По возвращению в Гремиху нас обособили. Перед нашей командой ядерщиков (официальное название — двигателисты) определили три направления работы:

1. Подготовка атомной лодки к навигации (в отдельных случаях требовалось сопровождать лодку в дальних походах).

2. Выполнение текущих ремонтов.

3. Диагностика и ремонты при аварии. Нас сбрасывали с вертолётов на бедствующую в море лодку. После определения дозиметристами уровня радиации, мы должны были решить, как поступить с лодкой. Были случаи, когда приходилось передвигаться между мертвыми телами подводников...

Существовал один вид особо секретной информации. Это было всё, что связано с радиацией, радиоактивным излучением и их влиянием на организм человека. Разговоры на тему возможного облучения приравнивались к государственной измене. Знакомство и разговоры с дозиметристами категорически запрещались. Пришла первая атомная лодка в Гремиху. Её поместили в док на ремонт. Мы начали работать самостоятельно.

На берегу Гремихской бухты была построена стационарная база с сухим доком. Лодку загоняли в док. Откачивали из него воду, и лодка опускалась на стапель. Начинали её внешний и внутренний ремонт. Рядом с доком построили различные обслуживающие помещения. Там же находилась особо охраняемая команда смертников. Это были молодые полуграмотные крестьянские ребята, вся вина которых в том, что они случайно подвернулись под руку районному военкому. Их работа заключалась в замене урановых и угольных стержней в атомном реакторе ремонтируемой лодки. Технология процесса была проста. Огромные свинцовые контейнеры, выполненные в форме 3-х метровой бутылки, содержали новые урановые и угольные стержни. Стержни были высотой около полутора метров. Крепились они к горизонтально расположенному в бутылке диску по кругу; примерно так же, как располагались и в реакторе. Моряки отвинчивали в реакторе оставшиеся огрызки стержней и выбрасывали их в свинцовые ящики, предназначенные для хранения и транспортировки радиоактивных отходов. На их место привинчивались новые.
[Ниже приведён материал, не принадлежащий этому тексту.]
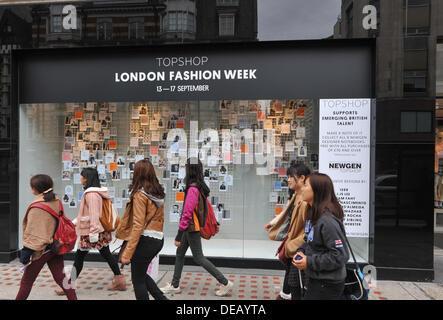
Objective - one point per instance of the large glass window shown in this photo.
(233, 138)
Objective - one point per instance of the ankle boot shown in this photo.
(118, 283)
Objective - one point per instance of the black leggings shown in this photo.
(324, 290)
(104, 252)
(146, 250)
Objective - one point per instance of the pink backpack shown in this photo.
(64, 235)
(210, 228)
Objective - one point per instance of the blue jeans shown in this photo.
(193, 240)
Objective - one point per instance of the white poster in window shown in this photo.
(118, 203)
(77, 178)
(85, 155)
(344, 154)
(301, 132)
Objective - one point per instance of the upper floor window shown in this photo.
(227, 2)
(179, 21)
(56, 23)
(226, 24)
(136, 28)
(104, 29)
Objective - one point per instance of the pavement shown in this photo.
(197, 284)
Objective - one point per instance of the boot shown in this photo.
(59, 292)
(118, 283)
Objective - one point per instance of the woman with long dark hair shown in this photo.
(196, 194)
(38, 234)
(91, 232)
(324, 255)
(142, 229)
(289, 225)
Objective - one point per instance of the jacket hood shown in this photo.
(103, 192)
(158, 202)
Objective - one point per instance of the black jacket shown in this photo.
(326, 249)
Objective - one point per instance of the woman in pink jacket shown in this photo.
(196, 193)
(91, 232)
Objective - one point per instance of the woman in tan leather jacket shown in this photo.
(142, 229)
(293, 217)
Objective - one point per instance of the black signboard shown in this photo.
(265, 70)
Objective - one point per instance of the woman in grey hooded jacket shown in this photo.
(142, 229)
(325, 253)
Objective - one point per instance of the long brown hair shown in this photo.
(324, 198)
(44, 185)
(145, 177)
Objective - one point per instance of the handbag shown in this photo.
(356, 287)
(281, 251)
(122, 249)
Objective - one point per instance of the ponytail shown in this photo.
(44, 185)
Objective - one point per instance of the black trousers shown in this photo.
(146, 250)
(293, 282)
(104, 252)
(323, 290)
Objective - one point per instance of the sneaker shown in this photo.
(169, 288)
(224, 290)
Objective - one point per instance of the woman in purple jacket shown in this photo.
(189, 234)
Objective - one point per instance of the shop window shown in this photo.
(416, 122)
(111, 137)
(226, 25)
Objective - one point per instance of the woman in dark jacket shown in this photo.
(196, 193)
(324, 255)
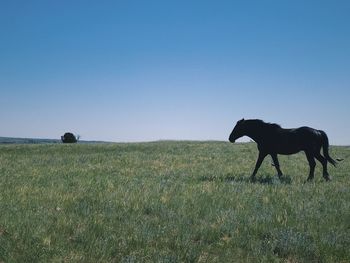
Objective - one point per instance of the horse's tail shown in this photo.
(325, 145)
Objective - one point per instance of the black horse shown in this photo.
(273, 140)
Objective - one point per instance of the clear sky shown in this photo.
(150, 70)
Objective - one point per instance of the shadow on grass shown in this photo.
(240, 178)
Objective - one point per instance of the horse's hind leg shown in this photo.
(312, 164)
(323, 161)
(277, 165)
(261, 157)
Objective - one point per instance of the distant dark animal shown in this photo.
(273, 140)
(69, 137)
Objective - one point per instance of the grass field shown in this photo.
(169, 202)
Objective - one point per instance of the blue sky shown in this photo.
(150, 70)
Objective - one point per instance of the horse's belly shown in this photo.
(287, 149)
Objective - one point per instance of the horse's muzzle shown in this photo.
(231, 140)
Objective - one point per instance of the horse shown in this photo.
(272, 140)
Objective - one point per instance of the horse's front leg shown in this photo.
(261, 157)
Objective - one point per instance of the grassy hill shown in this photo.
(168, 202)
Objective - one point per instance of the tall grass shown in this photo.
(168, 202)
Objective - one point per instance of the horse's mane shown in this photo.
(269, 125)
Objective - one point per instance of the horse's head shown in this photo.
(237, 132)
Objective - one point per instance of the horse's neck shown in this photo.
(255, 133)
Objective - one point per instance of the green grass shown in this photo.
(168, 202)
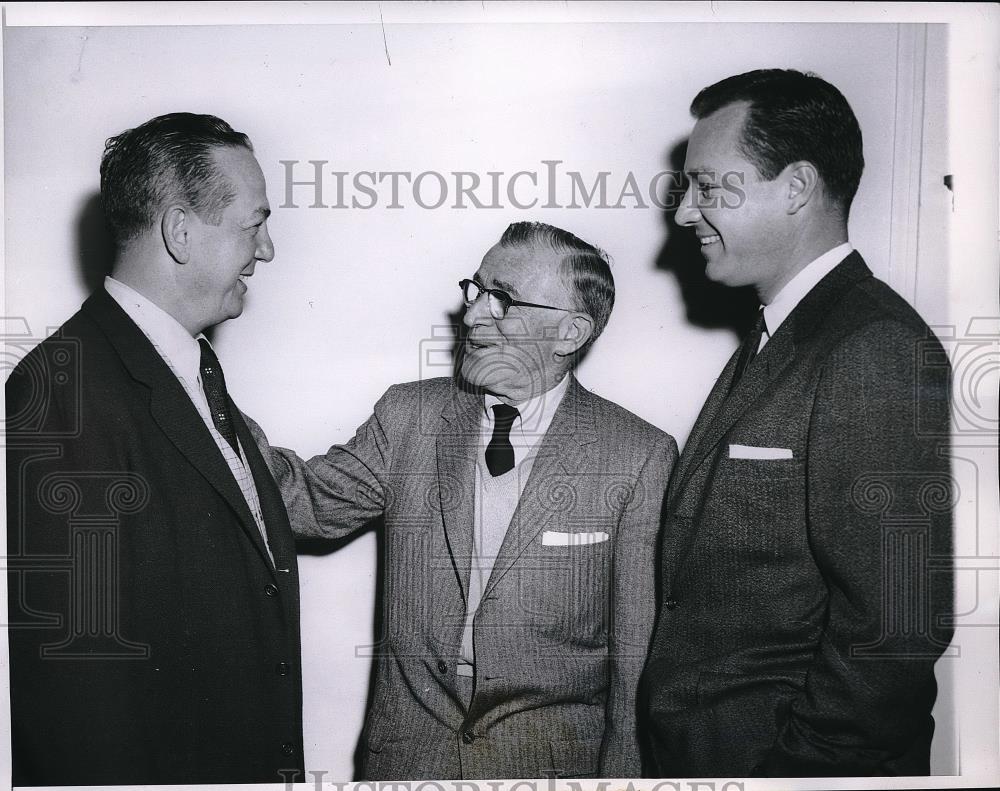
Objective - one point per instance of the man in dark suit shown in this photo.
(154, 612)
(520, 514)
(806, 549)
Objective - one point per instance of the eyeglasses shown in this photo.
(499, 301)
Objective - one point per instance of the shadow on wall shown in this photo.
(320, 547)
(708, 305)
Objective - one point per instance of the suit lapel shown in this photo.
(456, 468)
(171, 407)
(562, 454)
(768, 365)
(272, 509)
(713, 403)
(723, 409)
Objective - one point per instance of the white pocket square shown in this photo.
(553, 538)
(751, 452)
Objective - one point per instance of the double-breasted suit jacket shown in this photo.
(563, 625)
(151, 639)
(806, 551)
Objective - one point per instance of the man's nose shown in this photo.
(478, 313)
(265, 247)
(687, 212)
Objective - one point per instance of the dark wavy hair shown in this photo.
(793, 116)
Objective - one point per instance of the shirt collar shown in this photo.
(171, 340)
(795, 289)
(534, 415)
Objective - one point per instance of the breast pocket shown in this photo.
(758, 505)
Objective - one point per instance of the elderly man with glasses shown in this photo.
(521, 515)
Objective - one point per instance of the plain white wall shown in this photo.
(351, 302)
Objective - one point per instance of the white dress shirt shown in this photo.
(182, 354)
(496, 498)
(795, 289)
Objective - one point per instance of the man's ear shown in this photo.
(574, 332)
(175, 226)
(803, 183)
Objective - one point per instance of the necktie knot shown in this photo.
(750, 346)
(213, 382)
(500, 453)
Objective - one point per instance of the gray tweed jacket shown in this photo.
(806, 582)
(563, 627)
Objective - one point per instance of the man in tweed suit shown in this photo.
(806, 549)
(520, 515)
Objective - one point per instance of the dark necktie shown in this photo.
(214, 384)
(500, 453)
(749, 349)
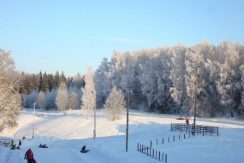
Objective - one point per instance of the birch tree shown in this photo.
(41, 100)
(9, 102)
(62, 97)
(89, 94)
(115, 103)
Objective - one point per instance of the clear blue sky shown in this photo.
(69, 35)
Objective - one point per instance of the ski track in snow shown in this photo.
(66, 134)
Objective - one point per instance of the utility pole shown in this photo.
(34, 114)
(127, 118)
(94, 130)
(195, 99)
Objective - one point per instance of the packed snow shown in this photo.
(65, 134)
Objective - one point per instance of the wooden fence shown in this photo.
(197, 129)
(154, 153)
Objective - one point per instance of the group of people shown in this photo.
(29, 156)
(13, 144)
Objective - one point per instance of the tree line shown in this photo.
(174, 79)
(177, 79)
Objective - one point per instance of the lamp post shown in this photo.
(34, 114)
(127, 119)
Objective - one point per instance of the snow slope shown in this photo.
(66, 134)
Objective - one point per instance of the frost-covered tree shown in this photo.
(177, 76)
(41, 100)
(9, 102)
(50, 99)
(102, 81)
(229, 85)
(62, 97)
(73, 101)
(30, 99)
(89, 94)
(115, 103)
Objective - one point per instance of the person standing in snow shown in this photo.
(29, 156)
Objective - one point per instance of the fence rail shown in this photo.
(154, 153)
(197, 129)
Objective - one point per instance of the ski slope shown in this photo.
(66, 134)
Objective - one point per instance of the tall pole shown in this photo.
(94, 130)
(34, 114)
(127, 119)
(195, 101)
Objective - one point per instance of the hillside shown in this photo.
(66, 134)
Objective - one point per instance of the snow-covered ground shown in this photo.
(66, 134)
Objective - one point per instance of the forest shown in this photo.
(164, 80)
Этим морякам объяснили, что они выполняют секретную миссию особой государственной важности. Им, впрочем, также, как и нам, было объяснено, что охранная рота «краснопогонников», целиком набранная из нацменов, не говорящих по-русски, с собаками, охраняет их (и нас) от происков империалистов. Плакаты с надписью «Шаг в сторону от дороги — стрельба без предупреждения!» защищали всех от шпионских провокаций западных разведок. Смертники служили укороченный срок (6 месяцев вместо 4 лет). Им это объясняли благодарностью советской власти. В этом был определённый садизм. Мы же воспринимали происходящее, как неудобство и нежелание флотского командования возиться с будущими радиоактивными покойниками прямо здесь, на Северном флоте. Они и не знали, что стали смертниками, — умирали потом, дома, унося с собой в другой мир все эти печальные военные секреты.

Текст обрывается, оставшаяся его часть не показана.